Second in a series on why to join a small group
In 1994, the year after we got married, my husband and I started a Christian small group. We’re still in the same group. Here’s why:
I was 32 when we decided to invite some friends to a weekly evening gathering, where we’d do a Bible study and pray for one another. I’d like to say my motivation was an abundance of holiness, but no, it was more – neediness.
I’d been married for a year, after more than ten years of wanting to be married, seeking and hoping and praying to be married. But after a year of being married, to the best of men, I was surprised to find myself lonely. All those rom coms had oversold romantic love. A husband wasn’t enough. A husband and God weren’t even enough. We needed something else.

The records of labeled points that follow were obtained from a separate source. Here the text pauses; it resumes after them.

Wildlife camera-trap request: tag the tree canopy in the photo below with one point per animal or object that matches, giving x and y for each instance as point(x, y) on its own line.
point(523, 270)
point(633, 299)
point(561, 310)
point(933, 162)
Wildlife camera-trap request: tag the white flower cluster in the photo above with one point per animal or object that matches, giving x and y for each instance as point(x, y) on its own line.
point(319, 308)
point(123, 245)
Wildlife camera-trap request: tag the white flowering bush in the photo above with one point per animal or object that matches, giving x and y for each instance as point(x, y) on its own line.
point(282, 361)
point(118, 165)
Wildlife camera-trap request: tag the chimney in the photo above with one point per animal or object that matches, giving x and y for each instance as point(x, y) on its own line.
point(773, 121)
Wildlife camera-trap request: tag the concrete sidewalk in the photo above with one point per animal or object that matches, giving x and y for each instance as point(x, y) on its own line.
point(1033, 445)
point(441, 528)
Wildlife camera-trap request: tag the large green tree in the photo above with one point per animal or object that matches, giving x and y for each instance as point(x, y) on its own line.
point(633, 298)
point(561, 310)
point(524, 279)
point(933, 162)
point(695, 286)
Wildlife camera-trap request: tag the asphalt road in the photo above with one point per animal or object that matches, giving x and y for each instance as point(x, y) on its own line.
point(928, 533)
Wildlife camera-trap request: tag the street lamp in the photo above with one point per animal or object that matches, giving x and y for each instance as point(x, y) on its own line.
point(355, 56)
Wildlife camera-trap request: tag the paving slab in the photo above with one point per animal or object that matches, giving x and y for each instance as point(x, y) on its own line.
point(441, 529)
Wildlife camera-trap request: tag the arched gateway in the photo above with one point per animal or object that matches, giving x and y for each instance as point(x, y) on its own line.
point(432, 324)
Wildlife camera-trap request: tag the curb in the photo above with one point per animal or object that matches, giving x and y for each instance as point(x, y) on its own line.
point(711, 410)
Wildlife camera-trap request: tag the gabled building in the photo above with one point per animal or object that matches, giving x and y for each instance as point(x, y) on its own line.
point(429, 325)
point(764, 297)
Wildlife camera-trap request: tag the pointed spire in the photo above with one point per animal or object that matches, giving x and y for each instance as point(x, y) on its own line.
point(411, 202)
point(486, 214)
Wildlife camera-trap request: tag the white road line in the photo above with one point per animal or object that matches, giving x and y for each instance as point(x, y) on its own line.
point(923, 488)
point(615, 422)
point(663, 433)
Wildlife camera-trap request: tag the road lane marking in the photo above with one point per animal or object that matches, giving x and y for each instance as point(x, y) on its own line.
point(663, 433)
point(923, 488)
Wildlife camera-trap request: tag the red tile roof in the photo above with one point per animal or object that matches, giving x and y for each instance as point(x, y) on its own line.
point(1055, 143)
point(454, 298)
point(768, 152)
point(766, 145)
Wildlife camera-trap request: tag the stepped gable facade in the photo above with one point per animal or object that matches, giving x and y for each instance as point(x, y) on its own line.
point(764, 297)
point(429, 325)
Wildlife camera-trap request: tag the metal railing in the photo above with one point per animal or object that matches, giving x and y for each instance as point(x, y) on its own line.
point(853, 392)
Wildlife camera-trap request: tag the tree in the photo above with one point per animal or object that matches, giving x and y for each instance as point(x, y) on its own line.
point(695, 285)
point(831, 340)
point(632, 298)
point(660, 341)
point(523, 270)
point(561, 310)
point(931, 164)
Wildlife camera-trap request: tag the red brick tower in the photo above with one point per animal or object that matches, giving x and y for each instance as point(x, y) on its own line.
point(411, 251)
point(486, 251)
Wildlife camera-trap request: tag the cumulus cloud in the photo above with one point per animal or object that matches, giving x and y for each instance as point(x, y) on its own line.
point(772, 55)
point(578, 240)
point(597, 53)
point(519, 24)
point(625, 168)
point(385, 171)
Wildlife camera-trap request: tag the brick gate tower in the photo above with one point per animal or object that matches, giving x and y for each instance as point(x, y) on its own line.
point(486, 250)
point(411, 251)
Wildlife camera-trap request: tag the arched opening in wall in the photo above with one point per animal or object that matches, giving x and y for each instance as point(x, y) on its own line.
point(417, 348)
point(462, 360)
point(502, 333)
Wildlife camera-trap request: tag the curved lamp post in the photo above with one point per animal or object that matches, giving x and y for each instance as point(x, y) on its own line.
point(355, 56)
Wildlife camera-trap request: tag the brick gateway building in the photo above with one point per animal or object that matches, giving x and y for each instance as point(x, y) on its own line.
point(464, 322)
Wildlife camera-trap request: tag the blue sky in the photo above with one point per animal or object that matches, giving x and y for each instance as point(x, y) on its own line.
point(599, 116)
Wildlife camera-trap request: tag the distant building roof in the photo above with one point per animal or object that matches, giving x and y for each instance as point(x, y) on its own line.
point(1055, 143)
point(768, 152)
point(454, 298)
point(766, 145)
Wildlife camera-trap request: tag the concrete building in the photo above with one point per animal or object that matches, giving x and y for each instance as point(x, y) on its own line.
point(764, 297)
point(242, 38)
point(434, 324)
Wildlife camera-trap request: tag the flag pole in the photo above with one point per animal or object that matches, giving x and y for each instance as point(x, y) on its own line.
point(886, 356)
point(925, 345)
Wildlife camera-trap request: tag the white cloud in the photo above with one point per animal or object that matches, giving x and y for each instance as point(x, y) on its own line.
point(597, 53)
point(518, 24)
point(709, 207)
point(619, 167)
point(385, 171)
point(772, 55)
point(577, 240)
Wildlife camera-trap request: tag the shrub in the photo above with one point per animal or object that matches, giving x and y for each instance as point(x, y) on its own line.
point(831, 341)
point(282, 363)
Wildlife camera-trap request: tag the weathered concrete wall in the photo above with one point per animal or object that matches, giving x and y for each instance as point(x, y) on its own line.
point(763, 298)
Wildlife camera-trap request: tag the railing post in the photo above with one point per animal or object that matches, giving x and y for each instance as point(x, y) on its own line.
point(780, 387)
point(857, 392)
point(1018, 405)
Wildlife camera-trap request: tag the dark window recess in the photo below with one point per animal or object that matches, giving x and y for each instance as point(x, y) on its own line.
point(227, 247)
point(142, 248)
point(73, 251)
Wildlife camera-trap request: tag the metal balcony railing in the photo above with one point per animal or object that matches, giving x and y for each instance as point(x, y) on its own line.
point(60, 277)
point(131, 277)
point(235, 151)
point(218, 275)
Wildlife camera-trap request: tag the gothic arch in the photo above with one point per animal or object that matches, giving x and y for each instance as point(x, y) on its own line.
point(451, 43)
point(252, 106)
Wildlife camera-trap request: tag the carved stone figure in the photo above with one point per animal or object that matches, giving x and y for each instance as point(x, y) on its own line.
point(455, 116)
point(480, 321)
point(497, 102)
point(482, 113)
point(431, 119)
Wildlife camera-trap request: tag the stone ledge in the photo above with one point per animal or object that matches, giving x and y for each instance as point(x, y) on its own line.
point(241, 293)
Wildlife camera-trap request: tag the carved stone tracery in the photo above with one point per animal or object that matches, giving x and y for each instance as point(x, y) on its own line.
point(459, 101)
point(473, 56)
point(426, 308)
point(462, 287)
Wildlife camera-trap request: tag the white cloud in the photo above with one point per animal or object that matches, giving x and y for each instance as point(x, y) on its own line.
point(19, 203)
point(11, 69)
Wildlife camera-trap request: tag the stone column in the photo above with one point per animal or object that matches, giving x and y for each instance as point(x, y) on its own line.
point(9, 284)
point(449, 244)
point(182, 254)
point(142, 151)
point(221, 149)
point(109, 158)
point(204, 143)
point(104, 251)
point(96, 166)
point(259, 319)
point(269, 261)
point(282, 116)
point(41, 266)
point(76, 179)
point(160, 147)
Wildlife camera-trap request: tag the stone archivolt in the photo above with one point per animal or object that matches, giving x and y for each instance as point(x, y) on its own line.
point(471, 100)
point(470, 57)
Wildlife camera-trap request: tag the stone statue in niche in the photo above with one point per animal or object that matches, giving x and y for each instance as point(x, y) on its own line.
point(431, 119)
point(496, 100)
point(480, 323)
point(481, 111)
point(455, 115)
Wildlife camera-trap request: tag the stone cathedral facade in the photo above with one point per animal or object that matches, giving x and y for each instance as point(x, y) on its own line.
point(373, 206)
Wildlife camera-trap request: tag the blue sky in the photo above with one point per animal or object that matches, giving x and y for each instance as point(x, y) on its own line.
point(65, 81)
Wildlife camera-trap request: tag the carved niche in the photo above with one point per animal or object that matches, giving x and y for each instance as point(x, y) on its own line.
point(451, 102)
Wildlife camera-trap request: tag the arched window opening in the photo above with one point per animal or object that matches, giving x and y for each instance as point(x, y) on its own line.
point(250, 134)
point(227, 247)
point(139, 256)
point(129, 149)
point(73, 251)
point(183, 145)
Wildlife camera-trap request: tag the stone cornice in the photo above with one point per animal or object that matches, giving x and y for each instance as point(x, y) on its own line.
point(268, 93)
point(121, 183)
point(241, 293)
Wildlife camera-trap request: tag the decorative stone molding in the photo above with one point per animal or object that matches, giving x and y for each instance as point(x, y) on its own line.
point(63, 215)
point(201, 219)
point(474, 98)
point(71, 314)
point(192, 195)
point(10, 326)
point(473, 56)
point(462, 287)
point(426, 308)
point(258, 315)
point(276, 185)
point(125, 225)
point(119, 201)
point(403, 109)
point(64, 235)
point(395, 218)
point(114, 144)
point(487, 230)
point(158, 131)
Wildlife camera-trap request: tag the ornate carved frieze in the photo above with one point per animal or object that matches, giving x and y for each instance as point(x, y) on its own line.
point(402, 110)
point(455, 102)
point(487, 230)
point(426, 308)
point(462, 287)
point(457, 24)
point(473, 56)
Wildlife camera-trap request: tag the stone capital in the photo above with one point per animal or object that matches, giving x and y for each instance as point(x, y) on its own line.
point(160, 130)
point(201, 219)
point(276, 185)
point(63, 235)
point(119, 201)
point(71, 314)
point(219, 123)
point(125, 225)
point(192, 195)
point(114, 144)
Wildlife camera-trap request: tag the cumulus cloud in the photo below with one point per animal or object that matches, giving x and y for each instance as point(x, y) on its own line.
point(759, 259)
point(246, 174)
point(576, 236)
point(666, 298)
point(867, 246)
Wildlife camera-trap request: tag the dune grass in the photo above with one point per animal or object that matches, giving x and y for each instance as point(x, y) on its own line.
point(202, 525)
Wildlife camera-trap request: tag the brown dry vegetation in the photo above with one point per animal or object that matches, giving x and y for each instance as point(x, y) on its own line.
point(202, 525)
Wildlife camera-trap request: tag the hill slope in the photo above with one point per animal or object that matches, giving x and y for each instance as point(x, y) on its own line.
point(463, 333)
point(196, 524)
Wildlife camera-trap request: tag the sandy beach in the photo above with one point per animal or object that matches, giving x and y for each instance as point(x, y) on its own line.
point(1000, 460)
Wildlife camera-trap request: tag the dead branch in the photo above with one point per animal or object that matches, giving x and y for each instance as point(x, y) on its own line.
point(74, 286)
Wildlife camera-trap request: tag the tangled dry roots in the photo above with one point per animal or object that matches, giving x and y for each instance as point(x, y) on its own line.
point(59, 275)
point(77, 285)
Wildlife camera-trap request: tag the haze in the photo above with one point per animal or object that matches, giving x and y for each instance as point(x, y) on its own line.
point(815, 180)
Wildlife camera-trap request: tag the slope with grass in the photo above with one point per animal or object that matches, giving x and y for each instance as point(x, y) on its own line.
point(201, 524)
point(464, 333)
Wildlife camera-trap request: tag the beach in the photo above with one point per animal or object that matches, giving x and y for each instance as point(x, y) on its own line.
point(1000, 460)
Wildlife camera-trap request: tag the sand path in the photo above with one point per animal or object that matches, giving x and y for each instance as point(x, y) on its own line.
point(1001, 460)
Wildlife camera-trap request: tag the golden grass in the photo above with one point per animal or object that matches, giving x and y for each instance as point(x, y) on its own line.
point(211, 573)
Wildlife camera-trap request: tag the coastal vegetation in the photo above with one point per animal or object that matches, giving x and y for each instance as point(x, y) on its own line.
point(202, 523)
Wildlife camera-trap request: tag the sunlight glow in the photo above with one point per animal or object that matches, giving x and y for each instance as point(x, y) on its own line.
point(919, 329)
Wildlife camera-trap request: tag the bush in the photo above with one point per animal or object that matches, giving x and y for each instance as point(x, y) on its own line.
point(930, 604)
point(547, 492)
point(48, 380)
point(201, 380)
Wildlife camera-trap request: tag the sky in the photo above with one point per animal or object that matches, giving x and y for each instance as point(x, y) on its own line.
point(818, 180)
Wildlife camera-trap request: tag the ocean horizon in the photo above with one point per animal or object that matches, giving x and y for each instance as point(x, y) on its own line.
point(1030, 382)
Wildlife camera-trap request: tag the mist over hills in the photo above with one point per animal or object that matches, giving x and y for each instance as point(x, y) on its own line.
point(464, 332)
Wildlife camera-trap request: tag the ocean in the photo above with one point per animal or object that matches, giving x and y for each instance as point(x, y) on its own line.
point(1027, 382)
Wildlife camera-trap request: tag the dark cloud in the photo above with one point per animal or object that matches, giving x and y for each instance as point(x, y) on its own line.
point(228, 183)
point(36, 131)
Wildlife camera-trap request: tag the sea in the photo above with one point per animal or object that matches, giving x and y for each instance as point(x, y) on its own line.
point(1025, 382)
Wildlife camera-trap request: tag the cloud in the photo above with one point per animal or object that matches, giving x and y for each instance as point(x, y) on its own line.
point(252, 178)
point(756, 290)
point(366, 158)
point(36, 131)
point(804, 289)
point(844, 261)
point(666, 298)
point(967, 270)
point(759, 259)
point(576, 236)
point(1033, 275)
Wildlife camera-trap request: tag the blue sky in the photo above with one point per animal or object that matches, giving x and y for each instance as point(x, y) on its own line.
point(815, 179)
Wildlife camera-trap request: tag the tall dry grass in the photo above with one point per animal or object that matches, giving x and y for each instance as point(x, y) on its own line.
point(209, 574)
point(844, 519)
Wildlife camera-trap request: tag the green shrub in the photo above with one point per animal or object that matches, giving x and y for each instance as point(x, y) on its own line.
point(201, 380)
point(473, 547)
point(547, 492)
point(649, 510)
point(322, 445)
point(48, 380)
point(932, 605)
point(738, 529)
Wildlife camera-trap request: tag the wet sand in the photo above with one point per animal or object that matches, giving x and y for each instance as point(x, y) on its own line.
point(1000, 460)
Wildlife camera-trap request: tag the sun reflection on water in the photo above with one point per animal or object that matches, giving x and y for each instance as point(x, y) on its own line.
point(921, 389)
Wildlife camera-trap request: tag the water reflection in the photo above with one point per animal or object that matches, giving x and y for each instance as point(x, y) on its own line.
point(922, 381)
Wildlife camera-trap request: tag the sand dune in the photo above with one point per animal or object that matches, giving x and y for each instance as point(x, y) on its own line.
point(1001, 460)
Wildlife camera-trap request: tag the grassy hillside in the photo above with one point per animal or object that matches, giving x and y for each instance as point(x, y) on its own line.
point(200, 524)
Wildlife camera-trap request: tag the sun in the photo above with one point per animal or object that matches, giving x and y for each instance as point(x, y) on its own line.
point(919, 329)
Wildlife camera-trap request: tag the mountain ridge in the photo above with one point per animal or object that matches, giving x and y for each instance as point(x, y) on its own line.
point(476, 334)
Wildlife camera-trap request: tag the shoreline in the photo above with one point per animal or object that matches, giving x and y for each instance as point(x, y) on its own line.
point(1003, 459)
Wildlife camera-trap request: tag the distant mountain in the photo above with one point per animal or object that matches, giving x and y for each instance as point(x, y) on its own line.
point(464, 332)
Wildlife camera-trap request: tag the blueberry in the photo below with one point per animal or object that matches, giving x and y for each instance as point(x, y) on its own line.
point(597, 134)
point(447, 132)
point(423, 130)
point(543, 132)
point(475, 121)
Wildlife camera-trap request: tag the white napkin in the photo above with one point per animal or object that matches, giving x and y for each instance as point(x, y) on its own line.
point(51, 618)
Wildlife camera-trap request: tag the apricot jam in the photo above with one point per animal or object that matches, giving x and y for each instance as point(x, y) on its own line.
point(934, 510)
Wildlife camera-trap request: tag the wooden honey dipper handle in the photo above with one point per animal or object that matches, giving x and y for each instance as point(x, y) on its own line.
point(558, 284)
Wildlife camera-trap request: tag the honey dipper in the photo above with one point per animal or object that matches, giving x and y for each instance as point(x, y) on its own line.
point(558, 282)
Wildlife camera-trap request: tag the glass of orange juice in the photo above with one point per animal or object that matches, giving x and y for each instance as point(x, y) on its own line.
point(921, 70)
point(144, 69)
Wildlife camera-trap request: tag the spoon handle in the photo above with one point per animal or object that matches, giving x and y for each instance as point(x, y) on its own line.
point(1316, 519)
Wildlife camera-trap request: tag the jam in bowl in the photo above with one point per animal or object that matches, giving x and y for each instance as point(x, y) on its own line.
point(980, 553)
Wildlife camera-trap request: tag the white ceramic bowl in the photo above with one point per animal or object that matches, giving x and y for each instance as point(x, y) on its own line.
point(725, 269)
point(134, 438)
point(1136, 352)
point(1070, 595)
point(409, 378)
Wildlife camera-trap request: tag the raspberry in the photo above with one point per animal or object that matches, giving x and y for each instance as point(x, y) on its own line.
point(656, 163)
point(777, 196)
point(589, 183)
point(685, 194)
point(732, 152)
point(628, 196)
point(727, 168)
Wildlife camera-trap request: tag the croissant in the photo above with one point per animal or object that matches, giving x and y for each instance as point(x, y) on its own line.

We both had good families, and good jobs. We belonged to a strong church, had friends and hobbies. We traveled, we volunteered. Life was full, but we needed something else.
I found myself wanting my living room to be full of people who were walking the same path as Bill and I. People who were followers of Jesus, trying to be like Him in a culture that was pulling us towards selfishness, busyness and status. I wanted a large enough group to expand our perspectives, but small enough that we could tell each other about the junk in our lives and help each other with it.
We started with a couple we were good friends with, invited another couple who had just moved into town, and were soon joined by others.
I remember one of our first meetings, in the small apartment of the couple who had just moved into town. They’d come to Cincinnati to lead a campus ministry, which sounded cool to me, until I saw the plastic taped to their windows, and the government-donated cheese in their fridge. Not a lucrative field, campus ministry.
While the rest of us made more money than they did (we did end up among their financial supporters, by the way) we all had our own equally urgent needs of other kinds. It only took a few meetings to scratch through the veneer and start being real with each other.
We prayed together, for more money, more peace, more health, less fear, deeper understanding, greater love. We wrestled with Bible passages, seeing so many more facets of truth than we would have found on our own. Just talking about the things that were weighing us down lightened the loads.
The conclusion I’ve come to, after 29 years of marriage and 28 years of being in a small group, is that God is experienced in different ways when we’re alone, when we’re with a partner, when we’re with a small group, and when we’re part of a larger community. We need them all.
After our small group started, I knew I’d found what I needed. I wasn’t lonely any more. I had God, I had my husband and our full life but now I also had a safe group of people who would help us stay on the path we longed to walk.
Question for Reflection: What are some of your best group experiences, from any time of your life, in any type of group? What did it feel like?